New hope for rotavirus vaccine

Bharat Biotech's rotavirus vaccine gets WHO prequalification
rotavirus vaccine ROTAVAC

A new, cheaper, and heat-stable rotavirus vaccine could prevent thousands of childhood deaths.

Vaccine maker Bharat Biotech announced that the World Health Organisation (WHO) has granted prequalification to its rotavirus vaccine ROTAVAC, used for prevention of infant deaths and hospitalisations due to rotavirus diarrhoea.

WHO prequalification is necessary for the UN agencies and Gavi, the Vaccine Alliance to purchase vaccines in partnership with developing countries.

"The WHO prequalification will ensure access of the vaccine to almost 100 countries," Bharat Biotech Chairman and MD Krishna Ella told.

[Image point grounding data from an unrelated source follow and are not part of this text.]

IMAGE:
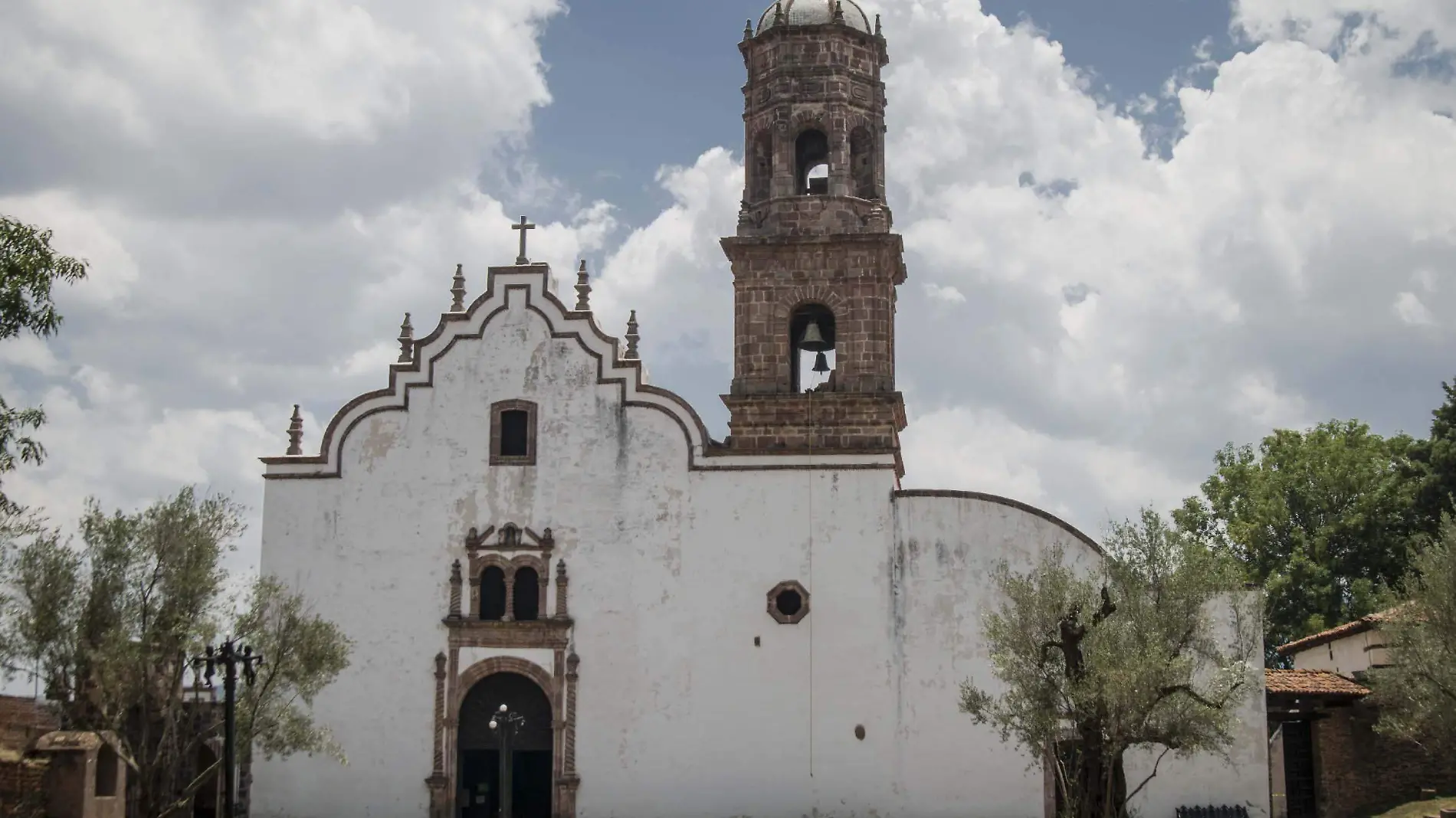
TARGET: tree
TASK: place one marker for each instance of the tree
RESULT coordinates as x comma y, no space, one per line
113,627
1436,459
1323,520
1417,692
1149,667
28,271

This vaccine is innovated and made in India. The true impact of vaccines can be seen when vaccinations are carried out in affected populations, he added.

"ROTAVAC has been supplied to low income countries at USD one per dose, with the feasibility for further 30 per cent price reductions, based on the procurement of around 100 million doses for these countries," Ella said.

The vaccine has been developed as a result of a multi country - multi partner collaborative model for over two decades.

The vaccine is already being supplied to nine states in India under the government immunisation programme and is also available in markets across the nation, Ella said.

Rotavirus is the leading cause of severe diarrhoea and death among children less than five years of age around the world, the company said.

"The advent of a locally manufactured, WHO prequalified rotavirus vaccine offers promise to protect children in India, Africa, the Americas and the rest of Asia from this debilitating disease," said Duncan Steele, Enteric Diarrhoeal Diseases Team Deputy Director, Bill & Melinda Gates Foundation.

Bharat Biotech has successfully miniaturised the dose volume of ROTAVAC to 0.5 ml dose in a ready to use format, Ella said.

An opportunity for the low and middle income countries

This is obviously a good news for the low and middle income countries like Bangladesh who are planning to introduce the vaccine in their national immunisation programme.

Where cost was an issue, this low cost vaccine can solve the problem for sure. Well, that was the case in the near past as well, but the WHO prequalification has paved the way for stepping ahead.

Experts hope that this will be a game changer in the market since it has the potential to break the monopoly of giant western pharmaceutical companies.

Now it is time to speed up the process of formalities introducing the vaccine in the national immunisation for the poorest children who otherwise could not afford it.